Departments of Pathology and Laboratory Medicine, University of Pennsylvania Medical School, Philadelphia, Pennsylvania 19104, USA.
Mol Ther. 2011 Nov;19(11):2012-20. doi: 10.1038/mt.2011.151. Epub 2011 Aug 2.
Many genetic metabolic diseases manifest in infancy, therefore, it is important to develop effective treatments that could be implemented at this time. Adeno-associated virus serotype 8 (AAV8) gene transfer has been studied in neonatal mouse, cat, and dog models and shown some efficacy with a single hepatic injection at birth. AAV8-mediated liver gene transfer has also generated sustained therapeutic effects in feline and canine models of lysosomal storage disorders. In these models, delaying the age of vector treatment increased gene transfer stability. The growth rate of infant nonhuman primates is more similar to the growth trajectory of humans, thus infant monkeys provide an excellent model to study AAV gene transfer efficiency, stability, and safety. In this study, we report for the first time that AAV8-mediated hepatic gene transfer in infant monkeys is safe and efficient but less stable when compared to adolescent animals. Infant monkeys administered AAV8 intravenously at 1 week postnatal age achieved up to 98% transduction of hepatocytes within 7 days of injection; however, there was significant dilution of genomes and loss of transgene expression 35 days postadministration. Delaying the injection to 1 month postnatal age did not improve stability of transduction but decreased the antibody response to AAV8 capsid.

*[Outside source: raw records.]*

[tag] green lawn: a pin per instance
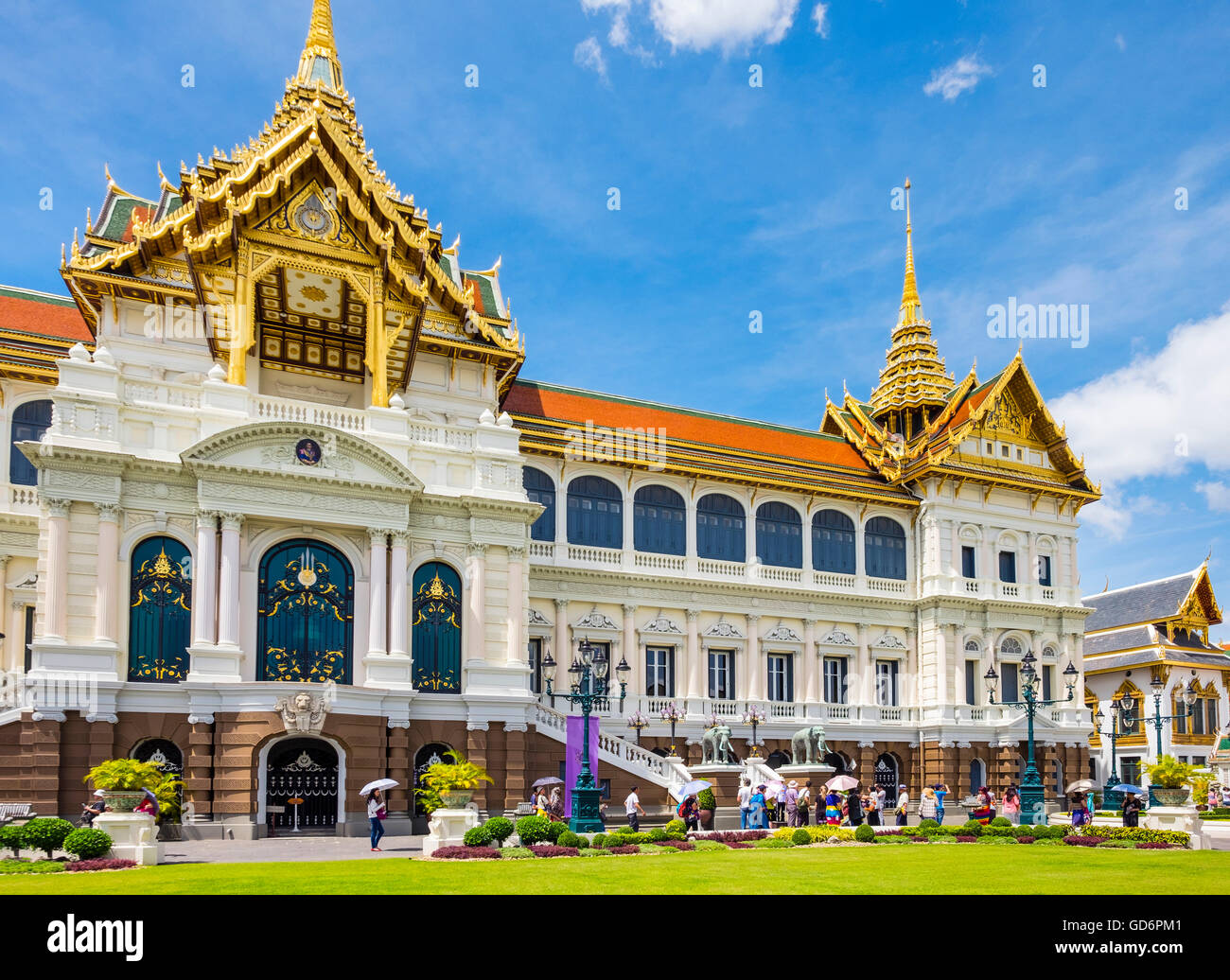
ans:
(902, 869)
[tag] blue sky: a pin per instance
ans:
(738, 198)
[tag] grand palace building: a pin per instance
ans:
(277, 443)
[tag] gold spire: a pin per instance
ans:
(320, 62)
(914, 376)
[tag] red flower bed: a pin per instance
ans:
(466, 853)
(101, 864)
(729, 836)
(553, 849)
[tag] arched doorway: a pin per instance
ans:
(427, 757)
(888, 774)
(303, 769)
(307, 614)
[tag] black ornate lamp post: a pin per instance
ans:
(589, 692)
(1120, 717)
(1189, 696)
(1032, 792)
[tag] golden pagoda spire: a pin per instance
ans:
(320, 62)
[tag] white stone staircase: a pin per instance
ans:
(619, 751)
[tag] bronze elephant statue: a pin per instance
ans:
(716, 745)
(807, 745)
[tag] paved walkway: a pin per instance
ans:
(288, 849)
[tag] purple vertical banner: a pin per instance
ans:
(572, 757)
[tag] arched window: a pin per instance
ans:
(833, 548)
(29, 421)
(435, 643)
(885, 549)
(659, 516)
(779, 535)
(595, 513)
(306, 620)
(540, 488)
(720, 529)
(160, 611)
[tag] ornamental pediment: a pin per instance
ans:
(300, 453)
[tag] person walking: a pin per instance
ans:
(634, 809)
(792, 803)
(804, 804)
(758, 808)
(1012, 804)
(941, 791)
(746, 804)
(377, 814)
(853, 807)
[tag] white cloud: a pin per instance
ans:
(589, 54)
(1159, 413)
(959, 77)
(820, 15)
(1217, 495)
(701, 25)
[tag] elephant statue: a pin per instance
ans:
(807, 745)
(716, 744)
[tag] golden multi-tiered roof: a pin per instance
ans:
(299, 249)
(914, 376)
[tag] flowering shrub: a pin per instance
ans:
(729, 836)
(99, 865)
(466, 853)
(552, 849)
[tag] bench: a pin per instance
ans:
(12, 812)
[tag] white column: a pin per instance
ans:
(106, 593)
(56, 595)
(378, 593)
(755, 669)
(228, 583)
(695, 669)
(204, 582)
(866, 669)
(562, 653)
(811, 665)
(517, 651)
(397, 619)
(476, 644)
(632, 653)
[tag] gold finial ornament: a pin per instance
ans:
(320, 64)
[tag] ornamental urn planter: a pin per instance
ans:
(123, 800)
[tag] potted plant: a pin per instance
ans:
(124, 782)
(706, 803)
(1168, 779)
(450, 784)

许多遗传性代谢疾病在婴儿期就有表现,因此,开发能够在此时实施的有效治疗方法非常重要。腺相关病毒血清型 8(AAV8)基因转移已在新生鼠、猫和犬模型中进行了研究,在出生时进行单次肝内注射显示出一定的疗效。AAV8 介导的肝基因转移也在溶酶体贮积症的猫和犬模型中产生了持续的治疗效果。在这些模型中,延迟载体治疗的年龄增加了基因转移的稳定性。婴儿非人灵长类动物的生长速度与人类的生长轨迹更为相似,因此婴儿猴子为研究 AAV 基因转移效率、稳定性和安全性提供了一个极好的模型。在这项研究中,我们首次报告,与青少年动物相比,AAV8 介导的婴儿猴子肝基因转移既安全又有效,但稳定性较差。在出生后 1 周龄时经静脉给予 AAV8 的婴儿猴子在注射后 7 天内达到高达 98%的肝细胞转导;然而,在给药 35 天后,基因组显著稀释,转基因表达丧失。将注射时间推迟到出生后 1 个月不会提高转导的稳定性,但会降低对 AAV8 衣壳的抗体反应。